Thanks, Vicky :2thumb:


----------



## metallicaman (Jul 15, 2009)

a bit down the road is south coast exotics its in waterlooville, portsmouth 
best rep shop in the south coast great selection of all reptiles, vivs and heating/lighting and the staff are superb.
prob bout 45min drive from basingstoke
glen


----------



## bob_pal_156 (Dec 2, 2009)

it's not quite basingstoke but i have found that Grange Aquatics in Botley, Southampton is brilliant - definatly worth the drive!

(i'm from Basingstoke not Southampton :2thumb


----------



## xvickyx (Jul 21, 2009)

Cool thanks, will try and check them both out soon


----------



## geckomagic (Feb 27, 2007)

There is a new one opened in newbury, seen it advertised on the back of the observer today, going to check it out tomorrow, have you been there yet?
Thanks
Kris


----------



## xvickyx (Jul 21, 2009)

geckomagic said:


> There is a new one opened in newbury, seen it advertised on the back of the observer today, going to check it out tomorrow, have you been there yet?
> Thanks
> Kris


I have been to the one in Spire Ridge, its pretty new, which is near Newbury, if it is that one, its small, but really good, the guy there knows his stuff, they have a rattlesnake too :mf_dribble:


----------



## geckomagic (Feb 27, 2007)

yeah that must be the one, what are their prices like?? have any interesting snakes?
Thanks
Kris


----------



## xvickyx (Jul 21, 2009)

geckomagic said:


> yeah that must be the one, what are their prices like?? have any interesting snakes?
> Thanks
> Kris


Prices seem OK, I haven't got much to compare too.

Last time I went (last weekend) breadies, leos, couple of large boas a lovely albino one, also a few corn babies which were adorable :flrt: a nice grey & black kingsnake, a few frogs and some slings :2thumb:


----------



## Jim2109 (Mar 30, 2009)

i use Grange Reptiles for anything serious.

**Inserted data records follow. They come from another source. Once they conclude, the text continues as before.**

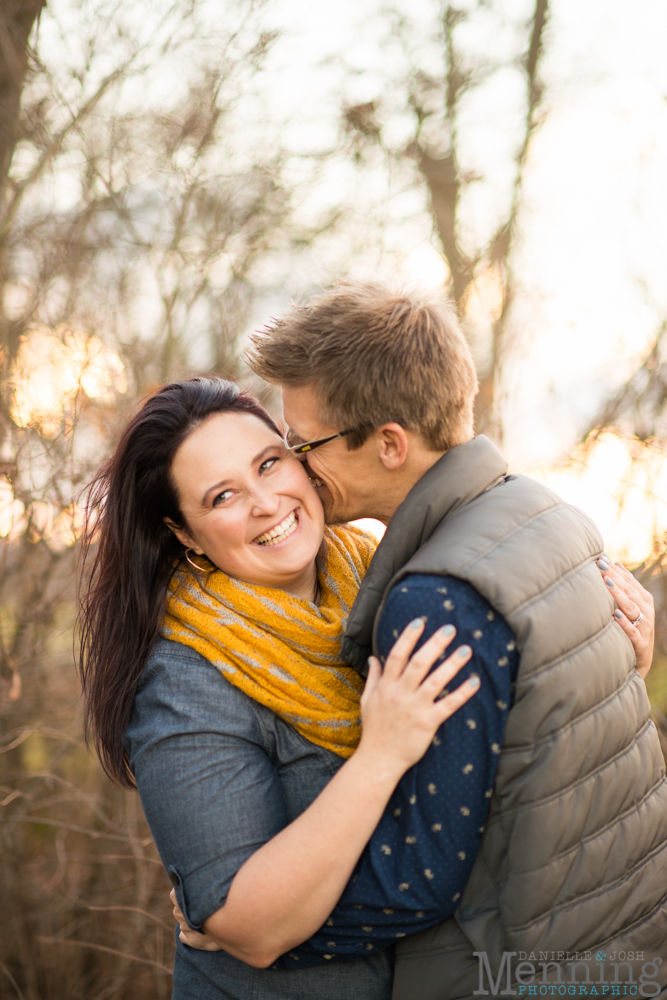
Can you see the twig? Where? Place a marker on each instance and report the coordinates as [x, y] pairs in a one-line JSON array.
[[11, 979]]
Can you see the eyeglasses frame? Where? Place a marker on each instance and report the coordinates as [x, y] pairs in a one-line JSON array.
[[306, 446]]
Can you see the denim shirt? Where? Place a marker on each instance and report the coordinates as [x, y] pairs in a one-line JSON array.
[[219, 775]]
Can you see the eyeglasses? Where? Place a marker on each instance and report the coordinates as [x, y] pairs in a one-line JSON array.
[[306, 446]]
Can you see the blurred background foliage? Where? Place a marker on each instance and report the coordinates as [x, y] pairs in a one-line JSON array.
[[166, 184]]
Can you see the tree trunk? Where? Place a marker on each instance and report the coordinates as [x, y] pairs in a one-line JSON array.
[[17, 18]]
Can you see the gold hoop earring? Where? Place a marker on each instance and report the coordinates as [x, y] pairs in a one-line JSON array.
[[194, 564]]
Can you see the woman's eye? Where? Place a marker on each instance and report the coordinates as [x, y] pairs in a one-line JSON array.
[[221, 497]]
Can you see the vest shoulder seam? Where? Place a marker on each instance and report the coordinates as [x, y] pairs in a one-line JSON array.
[[515, 529]]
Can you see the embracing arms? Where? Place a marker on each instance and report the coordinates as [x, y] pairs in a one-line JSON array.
[[287, 887]]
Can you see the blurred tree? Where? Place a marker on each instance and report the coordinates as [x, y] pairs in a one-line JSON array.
[[139, 192], [479, 257]]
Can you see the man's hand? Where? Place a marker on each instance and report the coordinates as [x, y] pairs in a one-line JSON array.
[[193, 939], [632, 601]]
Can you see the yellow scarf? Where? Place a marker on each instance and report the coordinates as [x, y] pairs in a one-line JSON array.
[[281, 650]]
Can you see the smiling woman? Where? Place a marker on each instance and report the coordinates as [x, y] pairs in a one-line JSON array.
[[221, 690], [248, 504]]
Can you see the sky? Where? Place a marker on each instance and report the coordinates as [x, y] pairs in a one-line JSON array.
[[591, 260]]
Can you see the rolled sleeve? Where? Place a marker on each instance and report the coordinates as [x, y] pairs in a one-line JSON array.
[[211, 793]]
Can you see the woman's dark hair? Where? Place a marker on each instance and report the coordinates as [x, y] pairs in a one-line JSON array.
[[134, 553]]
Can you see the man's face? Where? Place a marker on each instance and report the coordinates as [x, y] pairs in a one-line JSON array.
[[351, 479]]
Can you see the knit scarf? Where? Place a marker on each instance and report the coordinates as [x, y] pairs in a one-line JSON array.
[[280, 650]]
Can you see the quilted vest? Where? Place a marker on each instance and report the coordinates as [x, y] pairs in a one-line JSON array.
[[573, 862]]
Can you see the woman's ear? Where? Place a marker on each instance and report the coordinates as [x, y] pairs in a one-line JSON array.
[[183, 537]]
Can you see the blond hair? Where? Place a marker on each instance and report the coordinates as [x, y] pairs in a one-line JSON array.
[[375, 356]]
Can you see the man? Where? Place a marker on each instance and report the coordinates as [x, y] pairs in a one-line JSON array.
[[571, 872]]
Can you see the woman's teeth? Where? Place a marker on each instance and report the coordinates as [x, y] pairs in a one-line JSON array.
[[280, 532]]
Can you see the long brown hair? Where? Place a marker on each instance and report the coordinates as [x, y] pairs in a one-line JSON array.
[[129, 554]]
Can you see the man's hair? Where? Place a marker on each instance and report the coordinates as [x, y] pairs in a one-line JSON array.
[[375, 356]]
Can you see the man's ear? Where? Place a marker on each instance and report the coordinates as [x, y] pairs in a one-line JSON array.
[[393, 445], [183, 537]]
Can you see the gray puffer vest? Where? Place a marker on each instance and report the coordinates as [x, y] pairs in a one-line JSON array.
[[573, 862]]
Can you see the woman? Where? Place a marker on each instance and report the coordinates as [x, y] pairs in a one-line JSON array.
[[203, 471]]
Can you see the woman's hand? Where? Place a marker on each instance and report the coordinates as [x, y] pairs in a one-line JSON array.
[[202, 942], [632, 602], [286, 890], [403, 705]]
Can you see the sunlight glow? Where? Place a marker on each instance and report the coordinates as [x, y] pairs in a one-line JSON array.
[[53, 366], [621, 483]]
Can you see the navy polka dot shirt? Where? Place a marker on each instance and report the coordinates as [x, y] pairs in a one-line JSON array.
[[414, 869]]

SouthCoast exotics are very good too but Grange have more stuff. if you need anything urgently, or just want livefood then DH Watergardens are more local (their shop is at the Sherfield Wyevale garden centre on the A33). also theres a pet shop in the town centre that does livefood, its near to the Halifax bank. and another petshop in Chineham does livefood but they dont have a particularly good selection.

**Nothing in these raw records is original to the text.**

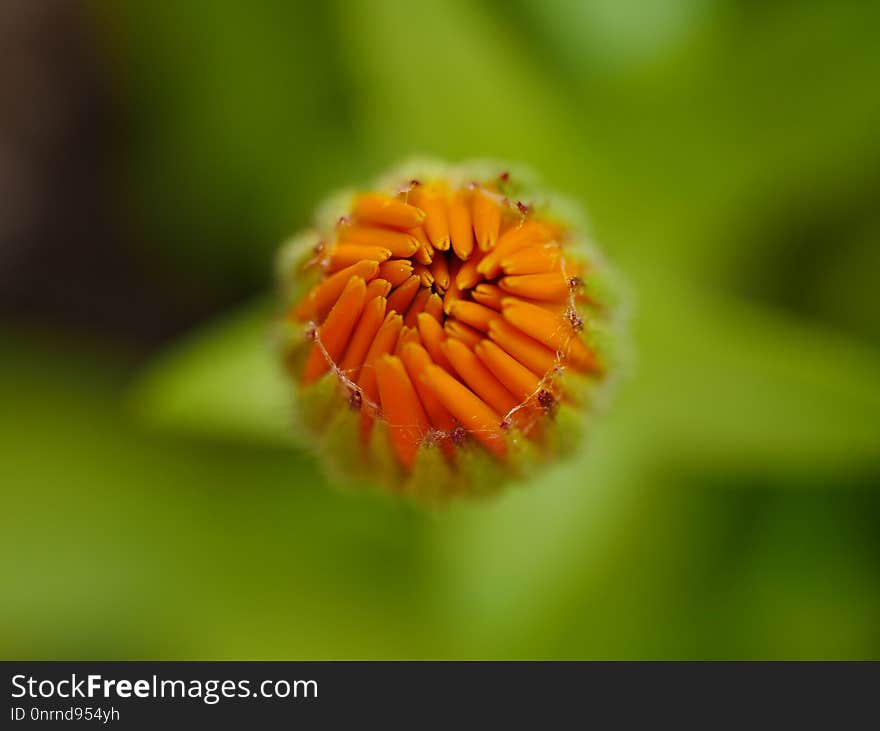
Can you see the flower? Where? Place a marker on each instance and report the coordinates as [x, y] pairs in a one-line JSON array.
[[446, 329]]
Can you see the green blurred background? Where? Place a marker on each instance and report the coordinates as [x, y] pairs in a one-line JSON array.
[[152, 157]]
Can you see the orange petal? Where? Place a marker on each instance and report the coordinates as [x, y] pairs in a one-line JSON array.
[[528, 233], [434, 307], [401, 297], [407, 335], [432, 200], [333, 335], [383, 344], [489, 295], [465, 333], [517, 379], [478, 377], [344, 255], [364, 333], [533, 260], [400, 244], [461, 226], [407, 421], [416, 360], [473, 314], [386, 210], [468, 275], [425, 253], [440, 270], [549, 328], [424, 274], [417, 307], [552, 287], [533, 355], [317, 303], [452, 295], [486, 211], [432, 338], [473, 413], [378, 288], [396, 271]]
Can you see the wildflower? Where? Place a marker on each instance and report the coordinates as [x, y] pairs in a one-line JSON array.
[[446, 330]]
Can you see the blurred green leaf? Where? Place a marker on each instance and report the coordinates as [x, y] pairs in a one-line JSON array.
[[225, 382]]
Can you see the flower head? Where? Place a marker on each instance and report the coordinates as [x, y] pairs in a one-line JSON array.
[[446, 329]]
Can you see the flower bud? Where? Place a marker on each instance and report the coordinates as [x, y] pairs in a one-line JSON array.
[[446, 330]]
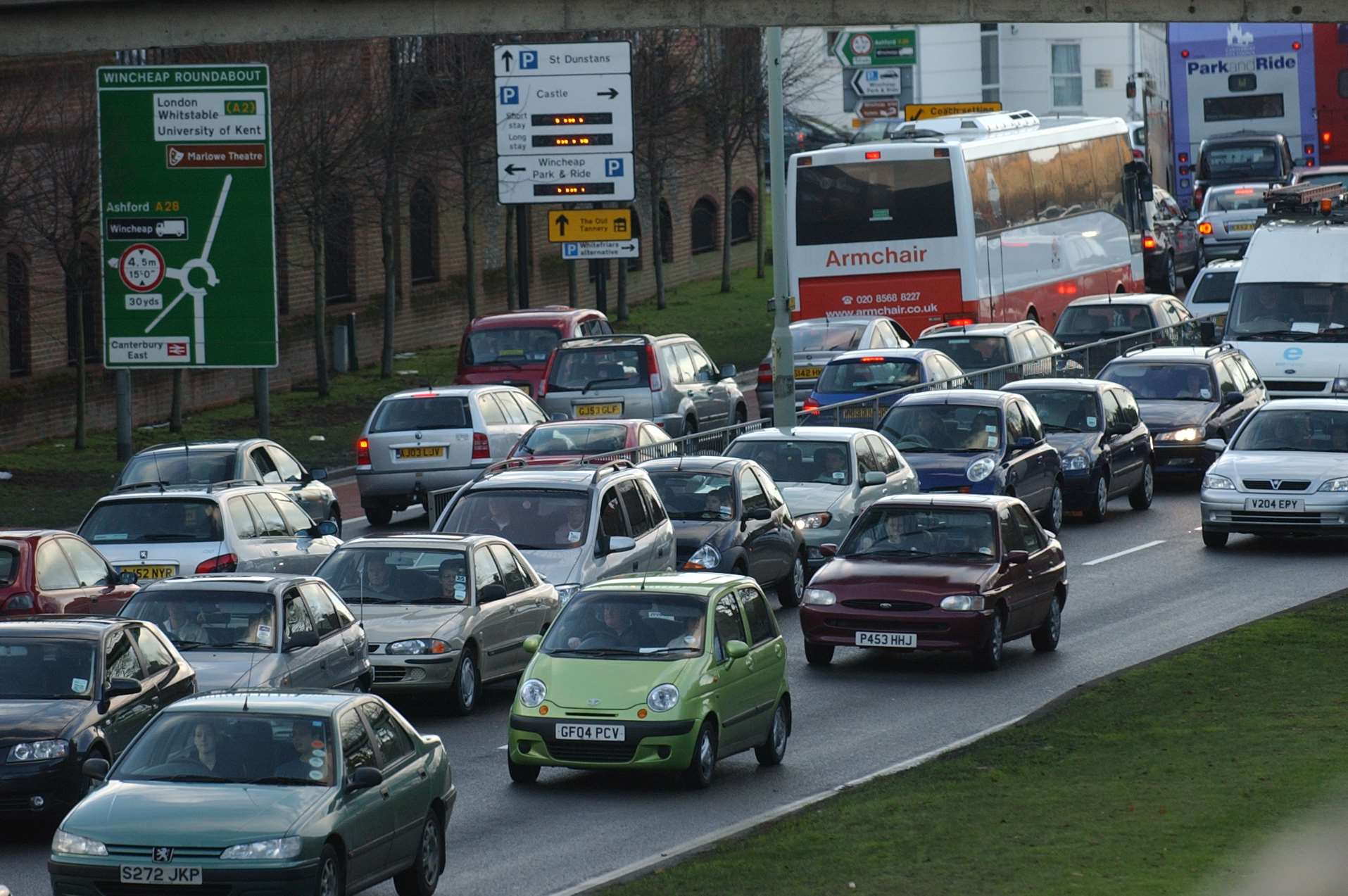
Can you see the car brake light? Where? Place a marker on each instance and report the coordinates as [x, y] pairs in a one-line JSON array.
[[222, 564]]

if you want to venture further afield then Portons Pets and Aquatics near Salisbury is quite good too. not specifically reptiles like Grange and Southcoast, but theyve got tons of stock.

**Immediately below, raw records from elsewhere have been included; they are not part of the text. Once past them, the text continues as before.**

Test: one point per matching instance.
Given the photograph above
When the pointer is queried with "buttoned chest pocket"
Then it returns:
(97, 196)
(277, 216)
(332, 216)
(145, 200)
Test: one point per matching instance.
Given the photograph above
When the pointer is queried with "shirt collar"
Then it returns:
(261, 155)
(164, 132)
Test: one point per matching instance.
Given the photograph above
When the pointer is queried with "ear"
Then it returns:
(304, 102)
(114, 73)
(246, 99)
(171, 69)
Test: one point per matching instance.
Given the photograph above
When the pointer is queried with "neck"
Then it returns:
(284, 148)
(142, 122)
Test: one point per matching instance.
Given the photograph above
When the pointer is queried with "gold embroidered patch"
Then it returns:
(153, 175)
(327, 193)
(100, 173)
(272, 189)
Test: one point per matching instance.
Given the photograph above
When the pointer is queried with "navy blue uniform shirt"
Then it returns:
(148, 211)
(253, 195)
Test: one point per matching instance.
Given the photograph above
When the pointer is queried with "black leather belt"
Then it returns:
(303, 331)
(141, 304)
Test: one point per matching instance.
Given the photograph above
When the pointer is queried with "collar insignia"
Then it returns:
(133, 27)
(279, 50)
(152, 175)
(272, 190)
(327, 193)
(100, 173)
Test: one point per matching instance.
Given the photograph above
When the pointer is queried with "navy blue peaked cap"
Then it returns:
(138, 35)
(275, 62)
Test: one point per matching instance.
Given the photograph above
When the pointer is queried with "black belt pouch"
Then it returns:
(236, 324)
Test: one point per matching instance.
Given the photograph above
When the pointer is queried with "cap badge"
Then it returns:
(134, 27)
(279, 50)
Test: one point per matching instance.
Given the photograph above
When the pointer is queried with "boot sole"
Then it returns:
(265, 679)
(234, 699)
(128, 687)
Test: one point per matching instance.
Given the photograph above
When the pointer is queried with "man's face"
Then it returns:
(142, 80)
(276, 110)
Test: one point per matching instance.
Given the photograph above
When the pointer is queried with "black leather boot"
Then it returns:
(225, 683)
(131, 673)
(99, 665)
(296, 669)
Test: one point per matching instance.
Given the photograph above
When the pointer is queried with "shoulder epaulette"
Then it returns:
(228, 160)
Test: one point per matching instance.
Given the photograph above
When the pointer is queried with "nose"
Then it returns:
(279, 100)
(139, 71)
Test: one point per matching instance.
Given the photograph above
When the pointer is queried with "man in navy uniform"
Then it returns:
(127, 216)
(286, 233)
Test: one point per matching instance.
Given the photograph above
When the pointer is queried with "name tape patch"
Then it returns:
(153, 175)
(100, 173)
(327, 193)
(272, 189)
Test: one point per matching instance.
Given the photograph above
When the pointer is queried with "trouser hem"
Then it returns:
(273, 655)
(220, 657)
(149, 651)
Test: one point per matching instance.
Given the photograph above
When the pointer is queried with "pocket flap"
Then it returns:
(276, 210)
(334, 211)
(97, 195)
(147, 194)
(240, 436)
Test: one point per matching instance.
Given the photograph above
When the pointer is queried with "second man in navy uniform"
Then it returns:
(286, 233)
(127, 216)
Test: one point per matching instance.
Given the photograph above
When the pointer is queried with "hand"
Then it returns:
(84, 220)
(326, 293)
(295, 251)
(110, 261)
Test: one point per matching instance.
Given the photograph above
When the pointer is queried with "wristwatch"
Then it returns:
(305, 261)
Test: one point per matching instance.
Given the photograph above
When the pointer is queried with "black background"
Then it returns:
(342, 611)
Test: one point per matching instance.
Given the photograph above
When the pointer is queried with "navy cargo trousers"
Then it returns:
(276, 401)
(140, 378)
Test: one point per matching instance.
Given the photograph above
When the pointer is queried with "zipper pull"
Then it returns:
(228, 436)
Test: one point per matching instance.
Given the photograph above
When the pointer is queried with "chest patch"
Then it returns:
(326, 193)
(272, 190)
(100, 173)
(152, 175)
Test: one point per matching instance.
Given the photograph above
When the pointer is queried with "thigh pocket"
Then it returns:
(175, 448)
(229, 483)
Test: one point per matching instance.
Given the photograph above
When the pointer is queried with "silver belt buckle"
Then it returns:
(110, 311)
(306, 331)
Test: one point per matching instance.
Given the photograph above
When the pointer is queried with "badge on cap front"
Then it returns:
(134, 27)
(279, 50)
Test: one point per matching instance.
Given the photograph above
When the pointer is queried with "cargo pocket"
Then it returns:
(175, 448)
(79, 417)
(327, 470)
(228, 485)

there is a void around Basingstoke where there are no decent reptile shops for about 30 miles. which is why i ended up just starting a roach colony. it is completely self-sustaining and i havent had to buy livefood in forever. which is lucky, because nowhere local ever has enough in the right sizes, and the recent cold weather and christmas would probably have caused havoc with mail order food.


----------



## xvickyx (Jul 21, 2009)

Awesome thanks, I hate going to DH Water Gardens, the way they keep their fish disgusts me, I actually saw a dead Koi floating there, one of the huge ones, I was nearly in tears!!! 

I am liking the sound of Grange Reptiles, off to google 

Thanks, Vicky


----------



## Hannah81 (Nov 19, 2008)

Moving up to Basingstoke soon, are these shops still around the area? Do the pet shops do frozen food as well or is it just bugs/worms?
I usually use SouthCoast cos they're just up the road from me but I don't drive so getting there would become a problem once I've moved.
Although I have taken to ordering food online recently as well.


----------